There are several general insurance principles at play here. The first is that exclusions, particularly if they're found to be ambiguous, are construed in favor of the policyholder, in favor of coverage and against the insurer. And it's the insurance company's burden to prove that an exclusion applies.

The second principle at issue is that an exclusion cannot be read so broadly that it swallows or eviscerates the coverage provided. And that's what the Seventh Circuit found here. That the insurance company's reading of a catch-all phrase at the end of this exclusion, if it were read as broadly as the insurer proposed, such that it would apply to BIPA, would swallow the invasion of privacy coverage that is provided by a CGL policy. The personal and advertising injury coverage is one of the sort of key kinds of coverage provided by a CGL policy. And the definition of personal and advertising injury typically includes what's known as this invasion of privacy coverage.

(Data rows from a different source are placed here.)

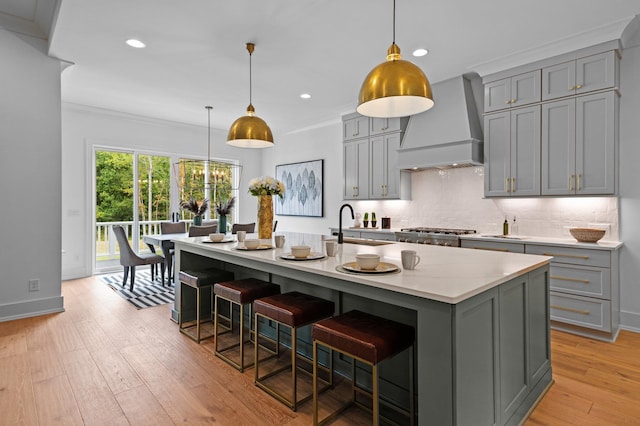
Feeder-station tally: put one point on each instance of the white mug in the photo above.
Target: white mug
(332, 247)
(409, 259)
(279, 241)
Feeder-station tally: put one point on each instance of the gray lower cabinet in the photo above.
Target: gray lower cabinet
(507, 329)
(584, 290)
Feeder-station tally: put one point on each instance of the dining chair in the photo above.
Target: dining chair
(202, 231)
(172, 228)
(247, 227)
(129, 259)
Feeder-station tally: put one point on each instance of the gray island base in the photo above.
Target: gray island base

I think this is obviously a positive development for BIPA defendants, particularly those who have or are pursuing coverage for these claims under CGL policies.

How will this decision impact insurance companies?

Insurers that have issued CGL policies, I think it increases their potential exposure.

Insurers will have to take a much closer look, to the extent they weren't doing so already, as to how they might settle or otherwise resolve these cases. If there's coverage, and these cases are not resolved, it could mean substantial exposure for policyholders and it could mean in some situations that the insurance companies are liable for a judgement in excess of their policy limits. And that's because in certain situations under Illinois law, if there is coverage, and an insurer has not taken appropriate steps to resolve the matter within their policy limits, they can be responsible for a judgment in excess of their limits. And as I said at the outset, some of these BIPA cases present very substantial exposures, which in turn means that some of these CGL carriers will likewise be facing very substantial exposure.

I think, even beyond its application to this exclusion, the Seventh Circuit has explained, to some extent, what's required if an insurance company intends to exclude coverage for BIPA. This rationale applies beyond these cases, but more is required than a catch-all phrase at the end of an exclusion because as we've seen, that won't always suffice.